For the less extreme of us there are holidays. I've just come back from one which I try to do at least once a year. A trip to Holland, the Netherlands, the Low Country. People have all kinds of reasons for travelling East to the Kingdom of the Dutch. For the young and impressionable the narcotics speak loud, for the hippies its the heady scent of marijuana and for the middle aged the chance to sit in a gezellig brown bar drinking jenever and listening to rumpy thumpy Eurovision accordion music. The more discerning travel over to visit the museums and for the nostalgic it's a chance to wander in the steps of long dead comrades who perished in the second world war.

For me there's the opportunity to meet old friends, hopefully make some new ones and practise some apalling Dutch. There is the chance too to study the paintings and architecture of the Golden Age. This is the country of Bartholomeus Van Der Helst, of Carel Fabritus, of Rembrandt and of Johannes Vermeer. Add to that Hoogstraten and Jan Steen. Think too of the landskip experts Van Goyen, Ruisdael, Ruysdael, Hobbema and Cuyp.

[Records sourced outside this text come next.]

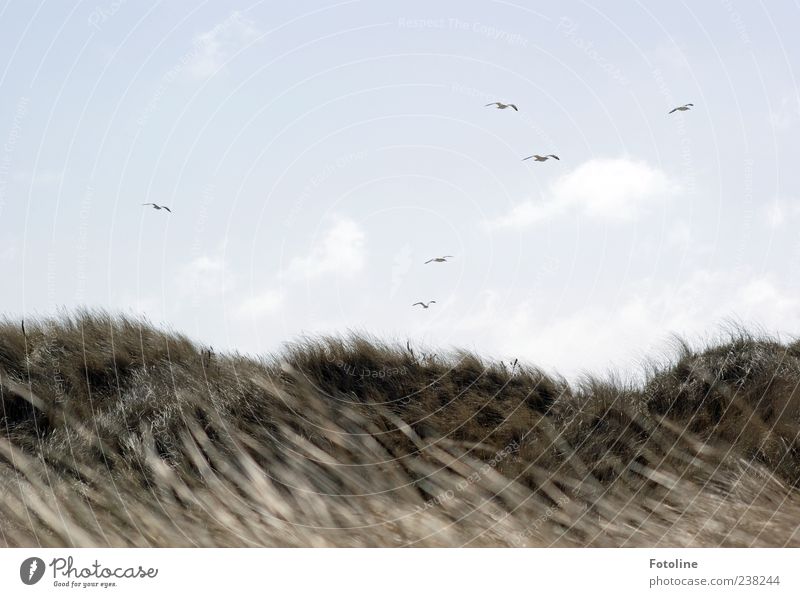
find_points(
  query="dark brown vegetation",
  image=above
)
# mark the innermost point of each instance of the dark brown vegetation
(114, 433)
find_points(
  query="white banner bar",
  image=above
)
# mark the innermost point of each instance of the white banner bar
(401, 573)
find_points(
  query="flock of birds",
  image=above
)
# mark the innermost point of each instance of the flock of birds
(535, 157)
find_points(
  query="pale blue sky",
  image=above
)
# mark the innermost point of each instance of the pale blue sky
(315, 154)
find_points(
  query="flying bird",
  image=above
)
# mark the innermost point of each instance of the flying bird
(439, 259)
(424, 305)
(542, 158)
(682, 108)
(159, 207)
(502, 106)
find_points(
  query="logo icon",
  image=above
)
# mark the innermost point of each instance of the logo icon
(31, 571)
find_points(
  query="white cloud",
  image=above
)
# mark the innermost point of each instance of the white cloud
(604, 334)
(341, 251)
(780, 211)
(213, 48)
(205, 276)
(264, 303)
(606, 188)
(40, 178)
(787, 114)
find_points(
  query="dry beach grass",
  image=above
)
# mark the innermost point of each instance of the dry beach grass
(115, 433)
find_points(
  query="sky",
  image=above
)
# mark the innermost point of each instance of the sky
(315, 154)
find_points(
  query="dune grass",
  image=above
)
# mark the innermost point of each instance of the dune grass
(116, 433)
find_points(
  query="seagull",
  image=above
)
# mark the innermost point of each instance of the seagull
(502, 106)
(155, 206)
(424, 305)
(542, 158)
(682, 108)
(439, 259)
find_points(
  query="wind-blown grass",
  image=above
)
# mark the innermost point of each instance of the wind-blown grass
(115, 433)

Then there is the chance to walk in these artists' shoes in cities that still bear remarkable resemblance to the towns of the 17th century. A wander around Delft reveals Vermeer's hometown, a circuit of Leiden gives scenes of Rembrandt's youth and Harlem echoes memories of Van Der Helst. Even the most mundane of strolls opens up vistas to worlds that hitherto seemed the sphere of oil paints and etchings. Each new view another sigh of relaxation.

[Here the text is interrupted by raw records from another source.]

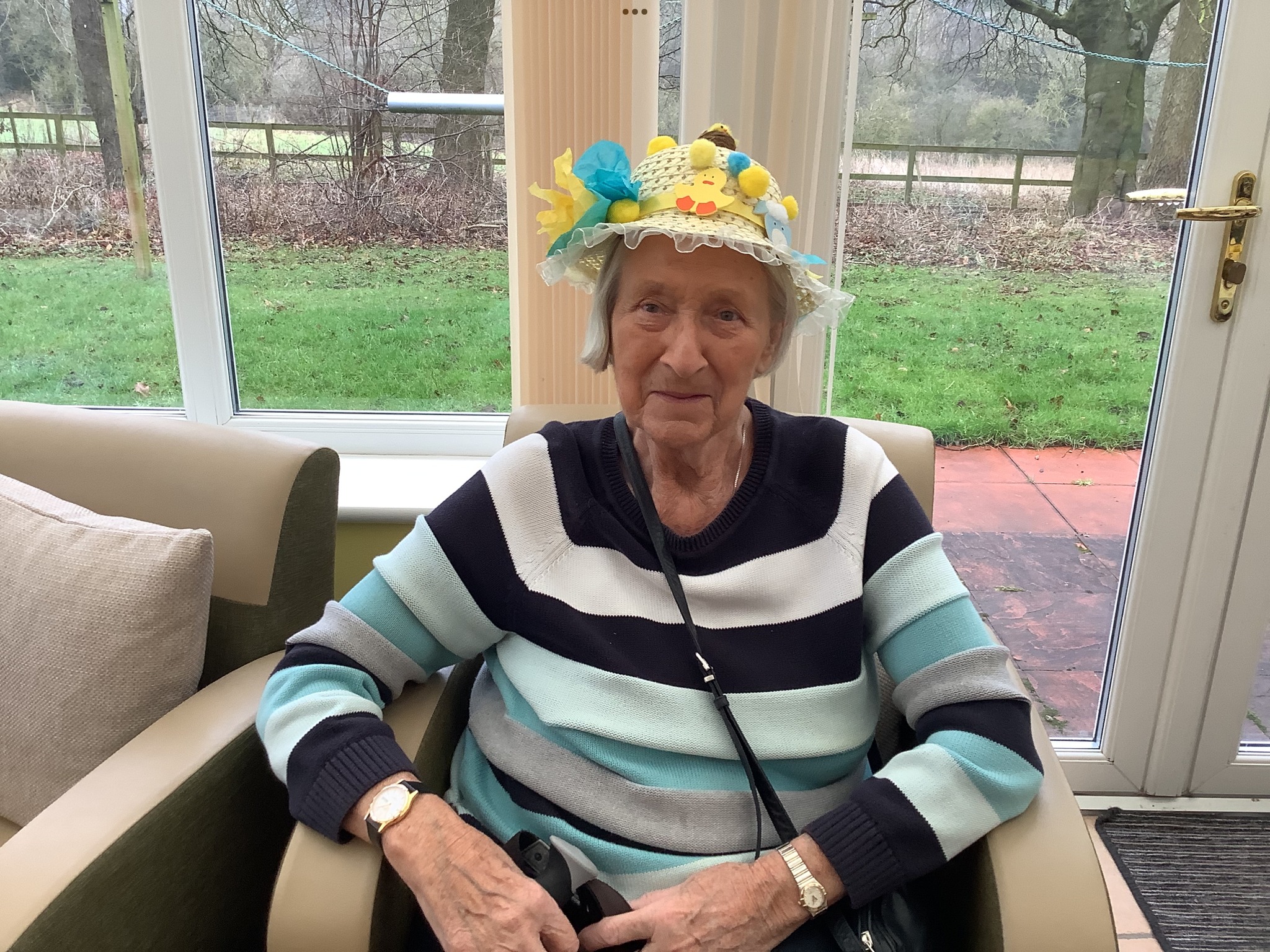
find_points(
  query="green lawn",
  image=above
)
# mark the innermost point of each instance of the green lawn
(977, 356)
(997, 357)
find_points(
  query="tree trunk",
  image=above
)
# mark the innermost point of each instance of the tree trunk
(95, 75)
(1171, 144)
(1106, 161)
(460, 144)
(365, 117)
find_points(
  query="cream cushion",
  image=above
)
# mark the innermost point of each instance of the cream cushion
(103, 624)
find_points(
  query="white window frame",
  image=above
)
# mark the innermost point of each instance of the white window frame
(183, 180)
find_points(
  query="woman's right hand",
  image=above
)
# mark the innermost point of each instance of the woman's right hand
(471, 892)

Purchasing a museum card allows you to closet yourself with the minds of men and women who passed on centuries ago but still speak to us. Their's is a language immediately apparent to us today. Rembrandt's etchings, carefully displayed in Rembrandthuis, tell stories that highlight the eternal human experience. His are children caught in angry fits and biblical characters contemplating existentialisms. Even a trip to the Van Gogh museum tells us more about what we have in common with a man of enormous willpower who in the end could not hold his sanity together despite the superhuman efforts of his brother Theo. There can be few statements as universal as his canvas of almond flowers. This Chinese inspired oil was Vincent's heartfelt reaction to the news that Theo and his wife had decided to call their newborn son, Vincent. He painted it and presented it to Theo in thanks for this ultimate of gifts. In the museum there is a poignant photograph of two comradely gravestones, one for each brother, and a note that Theo's wife insisted that her husband be buried beside his brother despite the loss she felt at having him interred so far away.

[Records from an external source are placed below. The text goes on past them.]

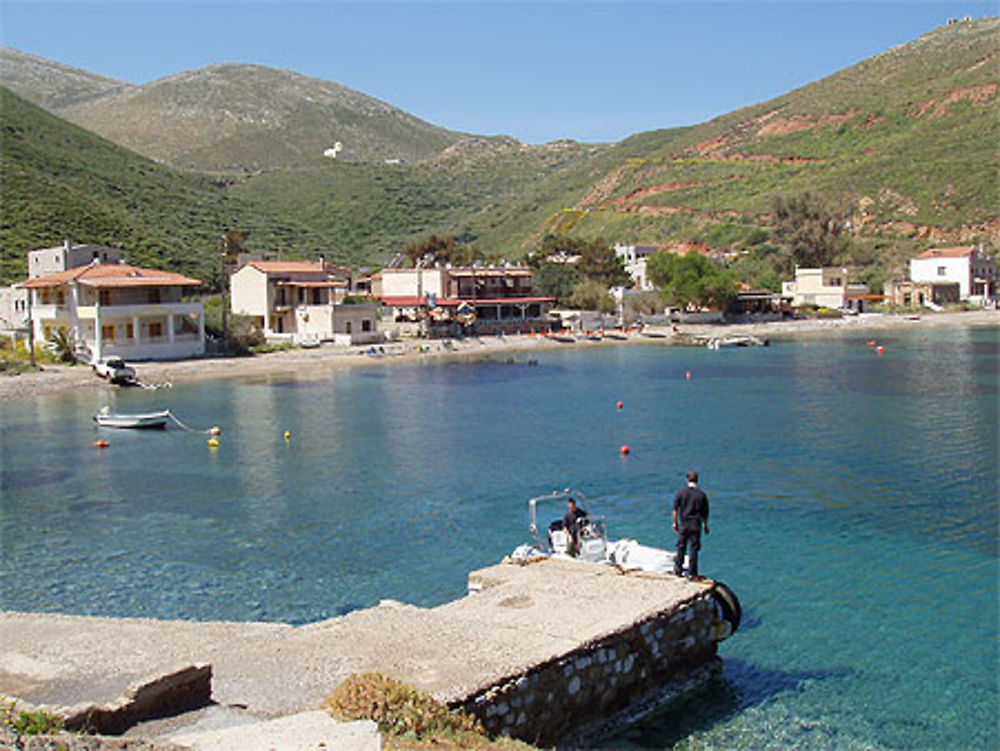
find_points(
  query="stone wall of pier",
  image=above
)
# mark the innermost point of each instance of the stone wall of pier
(603, 678)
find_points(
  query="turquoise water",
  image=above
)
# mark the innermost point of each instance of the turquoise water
(855, 511)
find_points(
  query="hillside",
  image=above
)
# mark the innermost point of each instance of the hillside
(904, 144)
(61, 181)
(906, 141)
(50, 84)
(233, 118)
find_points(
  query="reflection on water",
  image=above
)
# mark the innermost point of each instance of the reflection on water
(854, 501)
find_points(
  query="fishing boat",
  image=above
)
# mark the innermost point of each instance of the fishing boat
(149, 420)
(591, 545)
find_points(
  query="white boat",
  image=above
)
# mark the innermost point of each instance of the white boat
(154, 420)
(593, 546)
(736, 341)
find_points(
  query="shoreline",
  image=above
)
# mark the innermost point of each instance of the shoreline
(311, 363)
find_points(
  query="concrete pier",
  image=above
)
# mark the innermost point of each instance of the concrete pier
(535, 648)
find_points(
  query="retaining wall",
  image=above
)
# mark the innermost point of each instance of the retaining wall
(605, 677)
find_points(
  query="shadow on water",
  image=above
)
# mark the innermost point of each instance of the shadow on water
(741, 686)
(27, 479)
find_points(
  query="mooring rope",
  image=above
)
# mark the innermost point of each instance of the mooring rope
(210, 431)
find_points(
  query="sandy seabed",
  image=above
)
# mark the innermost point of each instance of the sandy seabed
(318, 362)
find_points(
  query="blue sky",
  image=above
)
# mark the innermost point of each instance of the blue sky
(591, 71)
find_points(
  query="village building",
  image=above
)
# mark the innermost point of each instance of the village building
(634, 258)
(827, 287)
(974, 271)
(69, 255)
(479, 300)
(303, 302)
(116, 309)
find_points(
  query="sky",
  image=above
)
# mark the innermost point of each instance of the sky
(538, 71)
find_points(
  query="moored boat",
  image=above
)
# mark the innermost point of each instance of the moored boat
(149, 420)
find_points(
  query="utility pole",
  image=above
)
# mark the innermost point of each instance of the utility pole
(31, 331)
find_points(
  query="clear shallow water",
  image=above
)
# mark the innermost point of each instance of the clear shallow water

From the good humour of the tram drivers, to the sardonic eye rolls of the waitresses, the narcissism of handsome Dutch men, the friendliness of barflies and earnestness of museum guards the openess of the Lowlanders is a pleasant interchange for visitors. An attempt to speak some Dutch results in even more sincere discussions. There is little danger of beeps, buzzes and electronic whines. There may be advice on a little shop selling advanced furniture, a little known museum somewhere in The Hague or a discussion on post colonialism. The beauty is that as a land, what you put in as a visitor, you get out a dozen times. A visit to this flat and ancient land is a conversation and an escape.

For now I am not thinking of hiding in a French valley. Instead if you wonder where I am as I day dream on my way to work it's probably somewhere in the Veluwe or perhaps sitting quietly in the Amstelkring (pictured at top and above) waiting for the ghosts of tolerance three centuries ago. Escapism can sometimes be the best part of life.